The recovery mobile phone number related to the Google account was registered to Darien, police wrote. The number has since been deactivated. Detectives also consulted an FBI contractor and a forensic analyst, who said the recording contained “traces of AI-generated content with post-human editing,” reminiscent of background noise for realism.
A BCPS information technology staff member searched Darien's access to the system's network and located him using voice tools and accessing OpenAI tools and Microsoft Bing Chat services much like OpenAI on three occasions – on December 18th, December nineteenth and December fifteenth . January, the last time This was the day before the audio clip was released.
A second report from a forensic analyst said the recording had been tampered with because several recordings had been stitched together, police wrote.
Rogers said the varsity system has submitted a suggestion to terminate Darien. School officials are investigating the 2 physical education teachers, who’re on leave. McCullough said the criminal investigation is ongoing.

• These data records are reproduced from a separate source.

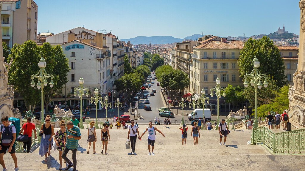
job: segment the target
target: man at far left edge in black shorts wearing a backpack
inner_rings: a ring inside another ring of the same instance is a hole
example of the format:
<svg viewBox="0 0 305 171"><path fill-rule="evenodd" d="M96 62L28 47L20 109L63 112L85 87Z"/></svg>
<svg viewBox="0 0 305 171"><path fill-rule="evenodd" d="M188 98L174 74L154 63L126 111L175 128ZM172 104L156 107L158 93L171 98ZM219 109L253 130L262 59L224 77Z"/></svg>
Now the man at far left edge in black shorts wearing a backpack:
<svg viewBox="0 0 305 171"><path fill-rule="evenodd" d="M2 125L0 126L0 136L1 136L1 143L0 143L0 164L3 167L3 171L6 171L5 163L3 160L3 156L7 152L11 154L15 168L14 171L18 171L19 168L17 166L17 157L15 155L15 140L16 140L16 127L13 124L9 124L9 117L3 116L1 118Z"/></svg>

The theft allegation, which Rogers said is ongoing, involves Darien allegedly paying his roommate, a junior varsity coach, $1,910 to work as an assistant coach on the women' soccer team, which the roommate didn’t do.
According to police, teachers feared that recording devices had been installed in the varsity, resulting in a breach of trust between teachers and principals.
Cindy Sexton, president of the Teachers Association of Baltimore County, which represents athletic directors, said the union is waiting for the criminal investigation to start. TABCO and the National Education Association are concerned that AI is being manipulated and used against educators, she said.
“As a society, we need to deal with AI and get a handle on it because, unfortunately, situations like this will continue to happen,” Sexton said. “Our students are tech-savvy; Many people are. It opens up a whole new world of worries for all of us. We all have our voices out there.”